Back to Bali – 06 Mei 2026 | Podcast populer milik Raditya Dika kembali menjadi ajang pertemuan tiga dokter influencer paling terkenal di Indonesia: dr. Tirta, dr. Gia, dan dr. Ikhsan. Acara yang awalnya bertujuan menyoroti sisi humanis dunia medis ini tiba‑tiba menjadi viral setelah warganet memadukan kepribadian para dokter dengan tokoh‑tokoh drama Korea bertema rumah sakit.
Latar Belakang Podcast
Pada 5 Mei 2026, Raditya Dika mengundang ketiga dokter yang dikenal lewat TikTok, Instagram, dan YouTube. dr. Tirta dikenal dengan gaya santai namun tajam dalam menjelaskan penyakit menular, dr. Gia terkenal karena penampilannya yang enerjik dan sering membahas kesehatan mental, sementara dr. Ikhsan menonjol lewat pendekatan humor dalam edukasi gizi. Ketiganya dipilih karena memiliki basis pengikut yang kuat dan mampu menyampaikan informasi medis dengan bahasa yang mudah dipahami.
Reaksi Netizen
Segera setelah episode dipublikasikan, komentar-komentar kocak mengalir di berbagai platform. Netizen membandingkan ketiganya dengan karakter‑karakter ikonik dari drakor medis, antara lain:
- dr. Tirta disamakan dengan Jae‑woo dari “Hospital Playlist” karena sikapnya yang tenang namun selalu siap membantu tim.
- dr. Gia diibaratkan Yoon‑seo dari “Trauma Code” karena semangatnya yang tak kenal lelah dalam mengatasi trauma psikologis pasien.
- dr. Ikhsan dijuluki Han‑min dari “Resident Playbook” berkat selera humornya yang menggelitik namun tetap profesional.

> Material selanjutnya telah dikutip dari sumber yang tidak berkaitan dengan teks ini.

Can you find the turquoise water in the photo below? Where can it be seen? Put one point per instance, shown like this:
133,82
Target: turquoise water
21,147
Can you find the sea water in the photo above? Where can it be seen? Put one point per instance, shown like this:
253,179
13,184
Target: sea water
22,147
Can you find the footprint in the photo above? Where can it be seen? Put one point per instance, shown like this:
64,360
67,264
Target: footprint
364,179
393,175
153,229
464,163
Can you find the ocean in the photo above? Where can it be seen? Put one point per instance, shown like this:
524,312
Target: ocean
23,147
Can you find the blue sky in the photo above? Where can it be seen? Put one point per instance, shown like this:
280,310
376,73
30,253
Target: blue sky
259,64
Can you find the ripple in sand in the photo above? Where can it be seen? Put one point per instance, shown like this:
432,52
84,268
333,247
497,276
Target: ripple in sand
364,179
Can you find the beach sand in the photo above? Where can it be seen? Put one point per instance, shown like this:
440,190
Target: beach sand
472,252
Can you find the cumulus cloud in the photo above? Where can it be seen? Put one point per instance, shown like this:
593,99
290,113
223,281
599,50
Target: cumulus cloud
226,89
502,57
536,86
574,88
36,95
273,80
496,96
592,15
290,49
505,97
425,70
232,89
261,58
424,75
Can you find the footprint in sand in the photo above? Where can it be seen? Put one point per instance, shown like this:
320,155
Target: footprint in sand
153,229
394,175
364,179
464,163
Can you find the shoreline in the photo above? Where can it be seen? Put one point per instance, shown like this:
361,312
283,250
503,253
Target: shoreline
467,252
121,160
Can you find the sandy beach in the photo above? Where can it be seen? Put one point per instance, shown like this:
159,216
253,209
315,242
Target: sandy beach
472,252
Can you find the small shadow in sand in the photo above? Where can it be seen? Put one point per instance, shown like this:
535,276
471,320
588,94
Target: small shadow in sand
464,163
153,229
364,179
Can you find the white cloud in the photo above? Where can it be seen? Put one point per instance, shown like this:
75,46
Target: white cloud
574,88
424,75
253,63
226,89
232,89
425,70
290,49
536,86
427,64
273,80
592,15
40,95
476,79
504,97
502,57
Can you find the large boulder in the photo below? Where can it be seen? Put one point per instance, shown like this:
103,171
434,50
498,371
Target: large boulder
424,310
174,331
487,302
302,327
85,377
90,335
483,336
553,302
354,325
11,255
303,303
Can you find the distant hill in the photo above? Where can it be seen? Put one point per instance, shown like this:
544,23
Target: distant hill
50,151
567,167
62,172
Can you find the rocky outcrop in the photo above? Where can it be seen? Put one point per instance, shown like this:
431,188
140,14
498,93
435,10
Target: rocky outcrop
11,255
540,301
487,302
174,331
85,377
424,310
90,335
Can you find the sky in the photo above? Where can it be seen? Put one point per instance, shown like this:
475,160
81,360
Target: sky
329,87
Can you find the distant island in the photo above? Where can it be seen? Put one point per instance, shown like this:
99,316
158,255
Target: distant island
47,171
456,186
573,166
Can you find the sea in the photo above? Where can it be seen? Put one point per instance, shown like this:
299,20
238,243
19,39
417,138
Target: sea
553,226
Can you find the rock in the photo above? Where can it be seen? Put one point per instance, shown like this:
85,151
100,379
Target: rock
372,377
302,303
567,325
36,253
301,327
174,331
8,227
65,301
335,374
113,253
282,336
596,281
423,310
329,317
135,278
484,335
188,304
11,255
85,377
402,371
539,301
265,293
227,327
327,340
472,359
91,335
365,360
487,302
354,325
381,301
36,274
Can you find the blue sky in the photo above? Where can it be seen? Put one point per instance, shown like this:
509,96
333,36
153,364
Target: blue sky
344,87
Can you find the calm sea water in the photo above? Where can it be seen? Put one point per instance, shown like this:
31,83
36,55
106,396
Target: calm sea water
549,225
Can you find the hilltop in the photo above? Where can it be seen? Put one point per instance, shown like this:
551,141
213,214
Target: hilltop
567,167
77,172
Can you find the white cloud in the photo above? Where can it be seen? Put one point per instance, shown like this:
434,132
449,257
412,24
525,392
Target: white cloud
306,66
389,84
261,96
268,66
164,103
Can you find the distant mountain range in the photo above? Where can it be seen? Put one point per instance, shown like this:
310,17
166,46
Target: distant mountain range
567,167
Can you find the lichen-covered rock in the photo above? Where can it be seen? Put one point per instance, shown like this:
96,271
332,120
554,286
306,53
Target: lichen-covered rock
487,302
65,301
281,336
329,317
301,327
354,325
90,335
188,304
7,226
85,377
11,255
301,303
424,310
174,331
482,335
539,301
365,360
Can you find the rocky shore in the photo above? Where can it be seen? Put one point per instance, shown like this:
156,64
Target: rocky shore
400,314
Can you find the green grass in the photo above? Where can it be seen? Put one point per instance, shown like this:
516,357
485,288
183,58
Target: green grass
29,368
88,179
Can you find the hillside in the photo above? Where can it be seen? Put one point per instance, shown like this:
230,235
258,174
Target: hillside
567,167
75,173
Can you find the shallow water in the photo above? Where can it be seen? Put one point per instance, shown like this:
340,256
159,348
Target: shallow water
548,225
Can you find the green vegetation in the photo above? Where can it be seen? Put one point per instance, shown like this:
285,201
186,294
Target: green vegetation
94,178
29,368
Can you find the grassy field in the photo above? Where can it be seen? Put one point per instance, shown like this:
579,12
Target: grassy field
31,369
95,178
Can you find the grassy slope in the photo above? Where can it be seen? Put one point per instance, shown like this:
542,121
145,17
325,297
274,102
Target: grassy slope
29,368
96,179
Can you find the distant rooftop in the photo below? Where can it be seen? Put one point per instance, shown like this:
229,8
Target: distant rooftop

Beberapa contoh komentar yang paling banyak dibagikan meliputi: “Kalau dr. Tirta jadi Jae‑woo, pasti soundtrack Hospital Playlist makin lengkap!”; “dr. Gia itu Yoon‑seo versi Indonesia, selalu mengingatkan kita pentingnya self‑care.”; serta “Ikhsan udah kayak Han‑min, tiap kali ngobrol ada bumbu komedi yang bikin belajar jadi menyenangkan.”
Analisis Fenomena
Perbandingan ini muncul karena dua tren utama yang sedang menguat di kalangan digital millennials Indonesia. Pertama, kecintaan terhadap drama Korea (K‑drama) yang tidak hanya menampilkan alur cerita menarik, tetapi juga menonjolkan nilai‑nilai profesionalisme medis. Kedua, dokter‑dokter influencer telah berhasil menciptakan persona yang kuat, menjembatani kesenjangan antara dunia medis yang serius dan budaya pop yang menghibur.
Menurut pengamat media sosial, penggunaan analogi drakor membantu netizen mengekspresikan rasa kagum sekaligus menciptakan humor yang mudah dicerna. Dengan menautkan dokter ke karakter fiksi, warganet memberi “human touch” pada sosok yang biasanya dianggap formal.
Pandangan Para Dokter
Ketiga dokter menanggapi perbandingan tersebut dengan santai. dr. Tirta mengaku terkejut tapi senang karena “kita bisa belajar banyak dari cara drakor menampilkan kerja tim.” dr. Gia menambahkan, “Jika penampilan Yoon‑seo menginspirasi orang untuk lebih peduli pada kesehatan mental, saya rasa peran kami di media sosial sudah berjalan dengan baik.” Sementara dr. Ikhsan mengakui, “Humor memang menjadi obat, jadi jika orang menilai saya mirip Han‑min, itu berarti saya sudah berhasil menyampaikan pesan kesehatan dengan cara yang menyenangkan.”
Penutup
Kolaborasi antara Raditya Dika dan para dokter influencer tidak hanya memperkaya konten podcast, tetapi juga memicu diskusi kreatif di dunia maya. Komen kocak netizen yang memadukan realita medis dengan fantasi drakor menegaskan betapa kuatnya pengaruh budaya pop dalam membentuk persepsi publik terhadap profesi kesehatan. Jika tren ini berlanjut, tidak menutup kemungkinan kita akan melihat lebih banyak “drakor medis” versi Indonesia, baik di layar kaca maupun di platform podcast.